Did one robotic moment in a single debate really bring down Marco Rubio in New Hampshire, probably finishing him off nationally? Unlikely.
It’s difficult to believe that voters would turn on a candidate over one gaffe — yet, somehow, it can also make perfect sense in this cycle. Either way, let’s stop pretending that 2016 voters are concerned about authenticity. What they’re really asking of politicians is for better acting while delivering canned lines. Because they’re all canned lines.
Nearly every candidate is a talking-point-spewing automaton. What Hillary Clinton, Bernie Sanders, Jeb Bush, and Ted Cruz say — and even much of what Donald Trump says — is prefabricated, tested, and constructed to appeal to whatever subsection of the electorate they hope to entice. The most talented candidates can repeat those lines, jokes, and touching anecdotes with the same bogus earnestness every single time. This is their real talent. I mean, even Trump — probably the only top-tier candidate regularly going off script — strings together many of the same absurdities in mind-numbing platitudinous loops, and his fans eat it up.
Still, there’s no question that Rubio failed to deliver on this front last week. And while he’s no more prone to offer calculated responses than is Clinton or Sanders, Rubio let the political world create a caricature. All the usual suspects joined in, because, whether you like him or not, Democrats fear Rubio more than they do any other Republican.
The robot talking point was regurgitated in dozens of articles and a million tweets, and by political cartoonists. Activists, lacking basic self-respect, began following Rubio around in robot outfits. The Washington Post explained what it all meant — “what Marco Rubio’s robotic debate performance reveals.” Well, it probably reveals that we — pundits, bloggers, media, and probably most voters — like to turn candidates into one-dimensional cartoon characters who can be easily mocked, categorized, memed, and dispensed with.
Caricatures are easier to hate, and also easier to support. Trump the brash fighter. Mitt Romney the out-of-touch job killer. Cruz the Machiavellian meanie. Jeb the awkward establishmentarian. Bernie the pure-hearted ideologue. Rubio the robot. You know how it works.

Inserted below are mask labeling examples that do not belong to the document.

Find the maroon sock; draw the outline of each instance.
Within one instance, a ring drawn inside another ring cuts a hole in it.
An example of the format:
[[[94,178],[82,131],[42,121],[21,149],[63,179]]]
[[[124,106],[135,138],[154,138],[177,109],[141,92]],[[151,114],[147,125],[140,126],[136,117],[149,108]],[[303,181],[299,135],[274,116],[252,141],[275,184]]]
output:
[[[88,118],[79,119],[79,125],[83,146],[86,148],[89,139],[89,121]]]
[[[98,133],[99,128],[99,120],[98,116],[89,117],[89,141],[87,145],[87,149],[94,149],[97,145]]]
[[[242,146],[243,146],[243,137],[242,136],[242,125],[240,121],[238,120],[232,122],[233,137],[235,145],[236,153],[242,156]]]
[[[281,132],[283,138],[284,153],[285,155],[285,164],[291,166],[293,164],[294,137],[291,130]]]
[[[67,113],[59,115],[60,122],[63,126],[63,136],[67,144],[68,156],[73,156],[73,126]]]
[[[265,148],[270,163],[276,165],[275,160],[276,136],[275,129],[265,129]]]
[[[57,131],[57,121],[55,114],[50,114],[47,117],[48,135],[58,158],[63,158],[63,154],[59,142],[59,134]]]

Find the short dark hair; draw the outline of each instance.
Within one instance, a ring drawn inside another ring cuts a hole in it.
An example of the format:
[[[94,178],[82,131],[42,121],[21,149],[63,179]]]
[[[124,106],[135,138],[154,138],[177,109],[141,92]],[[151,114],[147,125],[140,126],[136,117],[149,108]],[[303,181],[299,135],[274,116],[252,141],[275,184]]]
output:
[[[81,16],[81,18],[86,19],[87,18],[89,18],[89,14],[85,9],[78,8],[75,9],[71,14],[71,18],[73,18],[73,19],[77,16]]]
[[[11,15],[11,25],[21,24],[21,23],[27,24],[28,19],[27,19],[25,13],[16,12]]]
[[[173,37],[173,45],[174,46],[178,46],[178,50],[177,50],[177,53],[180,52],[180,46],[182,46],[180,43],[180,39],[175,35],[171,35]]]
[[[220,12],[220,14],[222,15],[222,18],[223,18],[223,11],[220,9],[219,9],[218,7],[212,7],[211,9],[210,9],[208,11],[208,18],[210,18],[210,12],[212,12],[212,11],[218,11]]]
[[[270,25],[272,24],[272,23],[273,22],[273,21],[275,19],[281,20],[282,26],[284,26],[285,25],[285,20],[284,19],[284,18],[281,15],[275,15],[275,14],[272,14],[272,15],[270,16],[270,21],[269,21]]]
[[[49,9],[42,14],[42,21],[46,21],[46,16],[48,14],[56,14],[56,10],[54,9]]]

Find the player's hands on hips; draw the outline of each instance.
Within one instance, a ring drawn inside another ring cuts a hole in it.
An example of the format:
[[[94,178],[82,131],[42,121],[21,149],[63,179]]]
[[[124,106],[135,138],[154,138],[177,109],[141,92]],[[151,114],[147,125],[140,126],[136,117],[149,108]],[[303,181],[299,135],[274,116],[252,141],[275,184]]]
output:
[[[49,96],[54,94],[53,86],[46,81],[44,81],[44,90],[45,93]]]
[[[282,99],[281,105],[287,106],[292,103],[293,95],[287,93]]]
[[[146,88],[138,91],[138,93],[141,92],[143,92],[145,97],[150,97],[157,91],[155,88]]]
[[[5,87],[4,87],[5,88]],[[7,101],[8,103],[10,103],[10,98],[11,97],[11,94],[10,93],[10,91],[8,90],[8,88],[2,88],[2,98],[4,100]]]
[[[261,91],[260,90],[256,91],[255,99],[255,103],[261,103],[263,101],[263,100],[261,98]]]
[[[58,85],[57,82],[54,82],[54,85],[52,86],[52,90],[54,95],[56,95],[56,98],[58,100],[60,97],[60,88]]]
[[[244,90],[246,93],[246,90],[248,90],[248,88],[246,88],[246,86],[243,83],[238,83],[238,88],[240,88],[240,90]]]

While this line of attack, brought on by his own performance, almost certainly had something to do with his showing in New Hampshire, I’m not fully sold on the debate theory. Whatever you make of Rubio’s positions — and I’m not crazy about plenty of them – he’s an impressive politician. According to CNN, voters broke away from Rubio at the end, but exit polls (and you can take them for what they are) show that while the debate mattered to many voters, Rubio fared only slightly worse than most other Republicans.